NFC South Notebook: Head coach turnover has arrived in division
Las Vegas was giving Dan Quinn just about even odds to be the next NFL head coach fired about one month ago.
With the help of a mini two-game winning streak following the Falcons' bye week, and a four-game losing streak for the Panthers, Quinn beat those odds. One of those two Falcons victories actually came against Carolina, and it helped cost Ron Rivera his job.
The Panthers fired Rivera, naming Perry Fewell to interim head coach, on Tuesday. But don't think just because Quinn kept his job into December that he's no longer on the hot seat.
The resume of Rivera and Quinn are very similar, and actually, the fired Rivera arguably experienced more success in his tenure.
An argument can be made in favor of Rivera both keeping his job and the firing. He posted a .546 winning percentage in nine seasons, but he only recorded three winning seasons. Carolina's 15-1 mark in 2015 really helped that overall win percentage and skews his overall record.
Yes, Rivera led the Panthers to a Super Bowl appearance but lost. Since then, Carolina has only been to the playoffs once in four years.
Quinn has a similar narrative except with a worse overall record and no season with more than 11 wins. Rivera had two seasons with more than 11 victories.
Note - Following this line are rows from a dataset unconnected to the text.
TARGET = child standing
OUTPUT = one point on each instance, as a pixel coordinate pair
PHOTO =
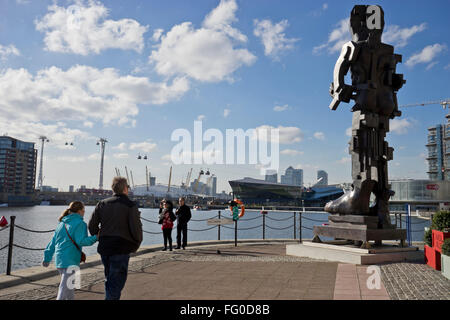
(69, 237)
(168, 218)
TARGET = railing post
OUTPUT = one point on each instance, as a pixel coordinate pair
(235, 233)
(300, 227)
(218, 229)
(264, 227)
(295, 230)
(10, 245)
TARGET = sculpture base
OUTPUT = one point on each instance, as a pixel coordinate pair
(331, 251)
(360, 229)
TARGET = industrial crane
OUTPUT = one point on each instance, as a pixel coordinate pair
(444, 103)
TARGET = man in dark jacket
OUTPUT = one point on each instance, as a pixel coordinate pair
(119, 222)
(183, 216)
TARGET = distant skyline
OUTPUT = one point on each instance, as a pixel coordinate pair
(135, 71)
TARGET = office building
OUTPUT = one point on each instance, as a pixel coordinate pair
(271, 176)
(292, 177)
(439, 151)
(322, 178)
(17, 171)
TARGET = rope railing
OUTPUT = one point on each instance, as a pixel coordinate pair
(273, 228)
(26, 248)
(288, 218)
(34, 231)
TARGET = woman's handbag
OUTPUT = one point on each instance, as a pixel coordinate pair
(83, 256)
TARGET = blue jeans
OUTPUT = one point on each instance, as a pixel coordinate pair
(116, 271)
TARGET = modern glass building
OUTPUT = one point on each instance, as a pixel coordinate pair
(422, 195)
(292, 177)
(439, 151)
(321, 174)
(17, 171)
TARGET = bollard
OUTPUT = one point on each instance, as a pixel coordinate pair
(10, 245)
(264, 227)
(295, 230)
(300, 227)
(218, 229)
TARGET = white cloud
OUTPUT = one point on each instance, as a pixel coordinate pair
(226, 113)
(88, 124)
(287, 135)
(80, 93)
(121, 155)
(281, 108)
(400, 126)
(291, 152)
(145, 146)
(273, 37)
(336, 39)
(319, 135)
(121, 146)
(348, 131)
(207, 54)
(82, 28)
(399, 36)
(426, 55)
(345, 160)
(6, 51)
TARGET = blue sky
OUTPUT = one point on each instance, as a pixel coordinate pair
(135, 71)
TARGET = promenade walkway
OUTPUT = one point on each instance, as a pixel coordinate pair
(247, 272)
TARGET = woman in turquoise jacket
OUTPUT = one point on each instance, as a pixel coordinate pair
(67, 255)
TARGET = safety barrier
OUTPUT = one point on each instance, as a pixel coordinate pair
(296, 229)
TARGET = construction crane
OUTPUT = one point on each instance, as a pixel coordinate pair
(41, 177)
(126, 171)
(102, 142)
(198, 179)
(170, 179)
(444, 103)
(188, 179)
(132, 180)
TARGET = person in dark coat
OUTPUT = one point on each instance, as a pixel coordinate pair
(183, 216)
(119, 223)
(168, 217)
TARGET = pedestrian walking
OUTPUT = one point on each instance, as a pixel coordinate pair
(69, 237)
(120, 235)
(168, 217)
(183, 216)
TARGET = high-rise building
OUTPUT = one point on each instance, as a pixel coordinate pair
(271, 176)
(17, 170)
(324, 175)
(439, 151)
(293, 177)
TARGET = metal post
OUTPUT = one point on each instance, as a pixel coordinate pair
(300, 227)
(264, 227)
(235, 233)
(218, 229)
(10, 245)
(295, 230)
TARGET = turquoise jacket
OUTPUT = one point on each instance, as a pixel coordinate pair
(66, 254)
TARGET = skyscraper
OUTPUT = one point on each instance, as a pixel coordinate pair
(439, 151)
(17, 170)
(293, 177)
(324, 175)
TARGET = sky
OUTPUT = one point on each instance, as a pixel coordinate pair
(135, 71)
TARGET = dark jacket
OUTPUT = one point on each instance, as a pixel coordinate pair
(183, 214)
(120, 224)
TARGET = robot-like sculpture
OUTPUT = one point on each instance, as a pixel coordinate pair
(374, 86)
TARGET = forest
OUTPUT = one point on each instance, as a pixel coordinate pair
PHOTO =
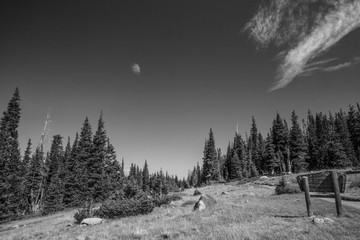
(70, 176)
(322, 141)
(88, 169)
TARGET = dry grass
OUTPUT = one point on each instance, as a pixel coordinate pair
(246, 211)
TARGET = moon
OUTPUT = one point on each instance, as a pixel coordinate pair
(136, 69)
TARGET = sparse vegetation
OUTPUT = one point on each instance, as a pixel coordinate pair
(249, 211)
(130, 201)
(286, 187)
(355, 184)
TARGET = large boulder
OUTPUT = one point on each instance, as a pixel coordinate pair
(91, 221)
(204, 201)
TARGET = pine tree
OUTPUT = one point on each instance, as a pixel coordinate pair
(35, 181)
(298, 154)
(84, 150)
(145, 177)
(211, 170)
(11, 187)
(343, 135)
(56, 157)
(353, 122)
(26, 159)
(54, 189)
(113, 174)
(96, 163)
(71, 188)
(280, 141)
(227, 163)
(122, 173)
(254, 148)
(311, 142)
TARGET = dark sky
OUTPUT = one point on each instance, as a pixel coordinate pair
(198, 70)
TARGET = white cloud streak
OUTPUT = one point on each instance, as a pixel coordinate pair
(326, 29)
(136, 69)
(342, 65)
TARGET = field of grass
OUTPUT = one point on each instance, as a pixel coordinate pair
(248, 211)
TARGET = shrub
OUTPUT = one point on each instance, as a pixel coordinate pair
(355, 184)
(197, 192)
(86, 212)
(166, 200)
(130, 201)
(285, 188)
(188, 203)
(81, 215)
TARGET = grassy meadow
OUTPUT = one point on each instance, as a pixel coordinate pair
(247, 211)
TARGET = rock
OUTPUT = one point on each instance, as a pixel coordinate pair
(328, 220)
(204, 202)
(197, 192)
(318, 220)
(199, 205)
(91, 221)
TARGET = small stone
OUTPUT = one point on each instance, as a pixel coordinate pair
(318, 220)
(199, 205)
(204, 202)
(91, 221)
(197, 192)
(328, 220)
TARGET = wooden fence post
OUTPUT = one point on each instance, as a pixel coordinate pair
(307, 195)
(335, 181)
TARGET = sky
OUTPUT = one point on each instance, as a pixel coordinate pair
(163, 72)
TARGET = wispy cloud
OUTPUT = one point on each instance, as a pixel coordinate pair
(136, 69)
(342, 65)
(313, 34)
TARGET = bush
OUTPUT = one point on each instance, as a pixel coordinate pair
(130, 201)
(81, 215)
(285, 188)
(355, 184)
(166, 200)
(86, 212)
(197, 192)
(188, 203)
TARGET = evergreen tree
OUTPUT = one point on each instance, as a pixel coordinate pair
(11, 187)
(311, 140)
(54, 189)
(96, 163)
(145, 177)
(35, 181)
(122, 173)
(113, 176)
(279, 134)
(27, 158)
(56, 157)
(211, 169)
(71, 183)
(84, 150)
(254, 148)
(353, 122)
(343, 136)
(298, 154)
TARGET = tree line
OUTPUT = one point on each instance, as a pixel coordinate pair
(86, 170)
(322, 141)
Quinn is now 39-37 as head coach of the Falcons. If Atlanta goes 1-3 down the stretch, his record will fall to an even 40-40. Since losing Super Bowl LI the year after Carolina lost its Super Bowl, the Falcons have missed the playoffs two of the last three seasons.
In Quinn's tenure, he's only made the playoffs twice in five years.
Rivera and Quinn were both so close to reaching the pinnacle of the NFL, but that's only a distant memory now. Rivera is unemployed and Quinn should join him at the end of the year.
Should that happen, the NFC South will be three head coaches that have spent less than two seasons with their teams inside the division.